Piero Melati, il Venerdì 5/12/2014, 5 dicembre 2014
IL TESTAMENTO DI BUSCETTA
ROMA. Il «testamento» di Tommaso Buscetta, il più grande pentito della storia della mafia, è destinato a riaprire vecchie ferite. A trent’anni dalle prime rivelazioni di colui che venne definito «il boss dei due mondi» (366 ordini di cattura che terremotarono l’Italia e la successiva celebrazione del Maxiprocesso di Palermo) e a quattordici dalla morte (avvenuta a New York, sotto un programma di protezione testimoni), il suo avvocato storico, Luigi Li Gotti (ex sottosegretario alla Giustizia con Prodi, parte civile nei processi per piazza Fontana, Aldo Moro e Calabresi) dichiara: «Quelli di Giulio Andreotti, di Salvo Lima e dei cugini Nino e Ignazio Salvo non furono gli unici nomi di politici vicini a Cosa Nostra che Buscetta indicò. Ci sono altri politici di primo piano, qualificati da lui come uomini d’onore. Alcuni di loro hanno anche fatto una bella carriera nell’Antimafia».

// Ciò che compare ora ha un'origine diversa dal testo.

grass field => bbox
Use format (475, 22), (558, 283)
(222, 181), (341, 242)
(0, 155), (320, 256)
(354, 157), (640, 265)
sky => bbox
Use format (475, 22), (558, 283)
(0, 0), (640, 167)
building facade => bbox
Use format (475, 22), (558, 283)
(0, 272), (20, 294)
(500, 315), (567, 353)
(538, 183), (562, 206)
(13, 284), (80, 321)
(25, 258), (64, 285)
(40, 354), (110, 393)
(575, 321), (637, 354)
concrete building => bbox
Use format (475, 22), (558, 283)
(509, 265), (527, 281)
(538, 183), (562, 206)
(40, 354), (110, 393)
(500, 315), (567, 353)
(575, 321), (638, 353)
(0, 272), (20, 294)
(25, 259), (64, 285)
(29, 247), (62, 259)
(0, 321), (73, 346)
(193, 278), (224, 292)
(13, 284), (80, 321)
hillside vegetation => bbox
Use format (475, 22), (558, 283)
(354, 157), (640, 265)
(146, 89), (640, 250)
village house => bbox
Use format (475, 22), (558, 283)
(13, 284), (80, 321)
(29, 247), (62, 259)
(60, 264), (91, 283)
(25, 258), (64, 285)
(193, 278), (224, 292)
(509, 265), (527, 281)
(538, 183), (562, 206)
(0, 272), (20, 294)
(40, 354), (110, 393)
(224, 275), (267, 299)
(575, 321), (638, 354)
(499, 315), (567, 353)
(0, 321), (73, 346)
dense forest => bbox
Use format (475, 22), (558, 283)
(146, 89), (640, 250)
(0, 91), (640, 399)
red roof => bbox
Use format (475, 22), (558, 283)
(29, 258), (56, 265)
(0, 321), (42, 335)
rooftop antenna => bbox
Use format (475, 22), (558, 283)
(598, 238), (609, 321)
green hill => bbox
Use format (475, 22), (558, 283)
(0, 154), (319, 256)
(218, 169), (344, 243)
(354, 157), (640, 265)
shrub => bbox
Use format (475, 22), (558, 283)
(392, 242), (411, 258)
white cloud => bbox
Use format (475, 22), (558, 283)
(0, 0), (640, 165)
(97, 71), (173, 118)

Una bomba, quella di Li Gotti, contenuta nel primo docufilm su Buscetta, confezionato dall’inviato del Tg2 Francesco Vitale. Non solo. Buscetta, secondo il legale, ha messo quei nomi anche per iscritto, in una sorta di «testamento». E lo ha fatto, al pari di quelli di Andreotti, Lima e dei Salvo, sull’onda emotiva causata dalle stragi del 1992, dove persero la vita tra gli altri i giudici Falcone e Borsellino. Dopo i massacri, interrogato negli Stati Uniti dal procuratore Giancarlo Caselli e dall’aggiunto Guido Lo Forte, don Masino aveva parlato per la prima volta dei legami tra mafia e politica, come mai prima aveva fatto, neppure con Falcone. Successivamente era sbarcato a Roma, dove rimase un mese. Nel corso di questo periodo, era stato ascoltato da una interminabile catena di interlocutori: procure, commissioni parlamentari, investigatori. Durante una di queste sedute, Buscetta vergò il suo «testamento», redigendo per la prima volta su un foglio la lista dei politici italiani affiliati a Cosa Nostra.

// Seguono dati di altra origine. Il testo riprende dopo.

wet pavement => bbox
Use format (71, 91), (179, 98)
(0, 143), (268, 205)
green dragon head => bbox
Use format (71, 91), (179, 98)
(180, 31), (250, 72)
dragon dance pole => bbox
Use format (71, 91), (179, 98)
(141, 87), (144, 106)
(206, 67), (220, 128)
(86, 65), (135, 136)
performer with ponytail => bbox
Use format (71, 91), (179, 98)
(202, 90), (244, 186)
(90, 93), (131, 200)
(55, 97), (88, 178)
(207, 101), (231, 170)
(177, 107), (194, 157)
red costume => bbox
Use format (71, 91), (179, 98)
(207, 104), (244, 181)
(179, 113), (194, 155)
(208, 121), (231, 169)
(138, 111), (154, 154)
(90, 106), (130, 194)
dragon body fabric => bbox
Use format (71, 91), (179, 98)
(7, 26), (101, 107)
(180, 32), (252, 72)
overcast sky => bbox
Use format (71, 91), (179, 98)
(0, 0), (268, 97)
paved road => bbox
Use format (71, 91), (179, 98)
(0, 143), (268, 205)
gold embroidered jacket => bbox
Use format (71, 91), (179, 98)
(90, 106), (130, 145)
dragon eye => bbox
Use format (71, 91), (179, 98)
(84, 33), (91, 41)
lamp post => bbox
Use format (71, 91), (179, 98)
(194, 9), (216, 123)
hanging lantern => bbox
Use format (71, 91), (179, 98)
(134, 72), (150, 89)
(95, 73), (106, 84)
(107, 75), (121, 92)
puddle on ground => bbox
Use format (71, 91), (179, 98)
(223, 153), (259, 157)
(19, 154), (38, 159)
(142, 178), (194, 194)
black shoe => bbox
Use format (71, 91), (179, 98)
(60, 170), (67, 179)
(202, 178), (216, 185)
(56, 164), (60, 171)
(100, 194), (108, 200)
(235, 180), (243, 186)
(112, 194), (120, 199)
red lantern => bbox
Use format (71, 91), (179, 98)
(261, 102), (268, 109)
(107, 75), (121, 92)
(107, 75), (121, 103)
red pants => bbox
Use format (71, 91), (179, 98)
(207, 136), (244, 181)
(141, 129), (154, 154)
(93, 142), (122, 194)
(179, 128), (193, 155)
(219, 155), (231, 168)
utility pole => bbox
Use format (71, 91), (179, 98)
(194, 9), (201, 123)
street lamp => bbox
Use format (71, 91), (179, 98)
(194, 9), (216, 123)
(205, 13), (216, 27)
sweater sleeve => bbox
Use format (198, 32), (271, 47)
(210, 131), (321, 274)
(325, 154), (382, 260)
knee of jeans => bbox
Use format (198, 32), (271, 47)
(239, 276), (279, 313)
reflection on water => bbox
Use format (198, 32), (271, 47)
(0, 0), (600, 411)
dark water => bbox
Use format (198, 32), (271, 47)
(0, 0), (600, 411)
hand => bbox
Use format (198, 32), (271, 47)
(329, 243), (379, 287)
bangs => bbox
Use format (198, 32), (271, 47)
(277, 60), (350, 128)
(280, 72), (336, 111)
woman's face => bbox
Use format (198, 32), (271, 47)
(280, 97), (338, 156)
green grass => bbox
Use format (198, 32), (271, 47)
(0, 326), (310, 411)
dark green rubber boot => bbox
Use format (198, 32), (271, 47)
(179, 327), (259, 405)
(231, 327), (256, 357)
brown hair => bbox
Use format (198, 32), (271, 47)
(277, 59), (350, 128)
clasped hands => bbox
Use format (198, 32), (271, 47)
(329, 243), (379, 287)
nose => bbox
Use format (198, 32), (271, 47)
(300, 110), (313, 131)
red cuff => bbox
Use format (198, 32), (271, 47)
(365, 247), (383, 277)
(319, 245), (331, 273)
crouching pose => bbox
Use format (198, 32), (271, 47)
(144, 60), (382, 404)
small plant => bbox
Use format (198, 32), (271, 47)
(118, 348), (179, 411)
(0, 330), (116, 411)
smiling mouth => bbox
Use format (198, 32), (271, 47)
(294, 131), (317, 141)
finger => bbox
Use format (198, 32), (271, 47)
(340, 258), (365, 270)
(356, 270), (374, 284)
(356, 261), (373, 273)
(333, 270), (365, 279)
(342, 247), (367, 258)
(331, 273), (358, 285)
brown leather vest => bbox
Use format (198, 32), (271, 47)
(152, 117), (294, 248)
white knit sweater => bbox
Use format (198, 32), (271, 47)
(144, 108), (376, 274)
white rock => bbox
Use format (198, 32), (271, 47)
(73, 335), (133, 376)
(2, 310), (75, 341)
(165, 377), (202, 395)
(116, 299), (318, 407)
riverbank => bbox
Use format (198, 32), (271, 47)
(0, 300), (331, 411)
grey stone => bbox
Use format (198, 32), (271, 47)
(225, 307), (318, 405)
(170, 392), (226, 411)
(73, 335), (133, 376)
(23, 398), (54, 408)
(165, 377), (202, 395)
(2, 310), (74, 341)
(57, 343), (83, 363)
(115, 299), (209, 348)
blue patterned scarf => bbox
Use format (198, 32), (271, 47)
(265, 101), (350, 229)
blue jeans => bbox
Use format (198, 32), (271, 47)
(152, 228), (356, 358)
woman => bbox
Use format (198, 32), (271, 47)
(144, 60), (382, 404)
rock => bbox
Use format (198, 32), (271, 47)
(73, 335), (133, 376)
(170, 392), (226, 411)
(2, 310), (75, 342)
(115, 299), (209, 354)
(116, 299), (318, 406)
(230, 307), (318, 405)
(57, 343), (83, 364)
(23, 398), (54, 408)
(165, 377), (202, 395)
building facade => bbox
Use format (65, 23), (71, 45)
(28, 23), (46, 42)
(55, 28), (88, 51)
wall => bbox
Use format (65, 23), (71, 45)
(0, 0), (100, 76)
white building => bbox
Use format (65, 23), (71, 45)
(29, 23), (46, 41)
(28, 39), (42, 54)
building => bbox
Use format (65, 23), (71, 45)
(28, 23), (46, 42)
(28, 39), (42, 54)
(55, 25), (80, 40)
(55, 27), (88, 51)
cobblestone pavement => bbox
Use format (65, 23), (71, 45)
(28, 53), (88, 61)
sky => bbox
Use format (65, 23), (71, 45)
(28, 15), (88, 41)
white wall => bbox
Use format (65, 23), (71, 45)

Ma successivamente, racconta ancora l’avvocato Li Gotti a Francesco Vitale, don Masino si rifiutò di verbalizzare quelle confessioni. Il motivo? Lo avrebbe spiegato indirettamente, con solare chiarezza, al fondatore di Repubblica Eugenio Scalfari e all’inviato Giuseppe D’Avanzo, in una intervista rilasciata nel dicembre del 1992. Disse allora Buscetta: «In questi giorni un pentito si decide a verbalizzare e quel verbale finisce sui giornali prima che l’indagine abbia inizio. Ho letto sui giornali che anche io avrei fatto il nome di Domenico Signorino come di un giudice colluso con la mafia. Una falsità». Signorino, uno dei due pubblici ministeri del Maxiprocesso di Palermo, si sarebbe suicidato per la vergogna. Dice ancora Buscetta: «Signorino è stato sacrificato in una campagna di disinformazione. Nei prossimi giorni la campagna si intensificherà e avrà come obiettivo la distruzione dei pentiti come testimoni credibili. Per questo me ne andrò dall’Italia».

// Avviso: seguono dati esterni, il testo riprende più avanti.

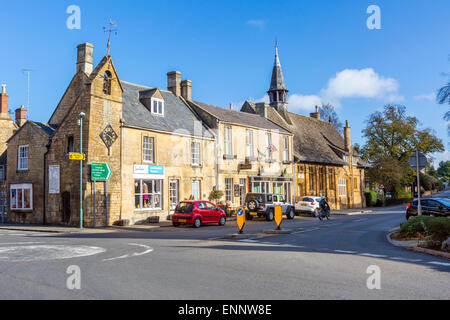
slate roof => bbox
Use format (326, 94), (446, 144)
(194, 101), (291, 134)
(251, 106), (348, 165)
(121, 81), (213, 138)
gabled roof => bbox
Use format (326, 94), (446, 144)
(122, 81), (213, 139)
(193, 101), (291, 134)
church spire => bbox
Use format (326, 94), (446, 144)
(267, 41), (288, 118)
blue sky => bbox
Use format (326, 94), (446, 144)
(0, 0), (450, 165)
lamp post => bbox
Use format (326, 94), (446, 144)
(78, 112), (86, 229)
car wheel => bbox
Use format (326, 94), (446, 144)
(286, 208), (295, 220)
(194, 218), (202, 228)
(266, 209), (273, 221)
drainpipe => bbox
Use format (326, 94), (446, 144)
(42, 140), (52, 224)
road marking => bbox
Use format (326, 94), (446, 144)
(334, 250), (356, 254)
(428, 261), (450, 267)
(103, 243), (153, 261)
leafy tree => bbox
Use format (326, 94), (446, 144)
(437, 161), (450, 182)
(361, 105), (444, 197)
(319, 103), (344, 133)
(437, 81), (450, 135)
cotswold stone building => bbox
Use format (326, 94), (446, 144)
(241, 48), (365, 209)
(7, 43), (215, 226)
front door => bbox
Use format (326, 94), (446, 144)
(61, 191), (70, 223)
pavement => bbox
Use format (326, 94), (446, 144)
(0, 191), (450, 300)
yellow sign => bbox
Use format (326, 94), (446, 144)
(275, 206), (283, 230)
(236, 207), (245, 233)
(69, 152), (84, 160)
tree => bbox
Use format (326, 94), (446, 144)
(361, 105), (444, 197)
(437, 161), (450, 182)
(319, 103), (344, 133)
(437, 81), (450, 135)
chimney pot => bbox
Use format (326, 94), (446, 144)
(167, 71), (181, 97)
(77, 42), (94, 76)
(181, 80), (192, 101)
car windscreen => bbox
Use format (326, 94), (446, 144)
(175, 202), (194, 213)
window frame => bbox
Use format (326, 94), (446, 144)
(17, 144), (30, 171)
(9, 183), (33, 211)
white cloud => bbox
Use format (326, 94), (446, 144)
(288, 94), (323, 111)
(321, 68), (398, 99)
(414, 92), (436, 101)
(247, 19), (267, 30)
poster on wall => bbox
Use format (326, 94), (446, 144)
(48, 166), (60, 194)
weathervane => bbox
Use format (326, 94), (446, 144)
(103, 20), (117, 56)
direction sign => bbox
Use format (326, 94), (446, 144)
(408, 152), (428, 170)
(274, 206), (283, 230)
(91, 162), (112, 181)
(236, 207), (245, 233)
(69, 152), (84, 160)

Buscetta non ci crede più. Era abituato agli interrogatori di Giovanni Falcone. Ogni giorno, per tre mesi, solo in due, il pentito e il giudice, e quest’ultimo che redigeva a penna il verbale della giornata. Massima discrezione, tutto top secret. E ora, invece? «Mi sono trovato per giorni a ricevere giudici. Venivano da ogni parte d’Italia.
L’altro giorno sono venuti in cinque da Palermo. Dico, cinque. Mi sono trovato in una baraonda. Non credo sia normale annunciare con dieci giorni di anticipo che Buscetta testimonierà nell’aula di Rebibbia, a Roma, in pubblica udienza. In America non sarebbe mai successo. E poi la solita sarabanda di giudici contro giudici. Lo chiamano il Palazzo dei veleni. Altro che veleni, è stricnina pura. Sono deluso, per questo me ne andrò».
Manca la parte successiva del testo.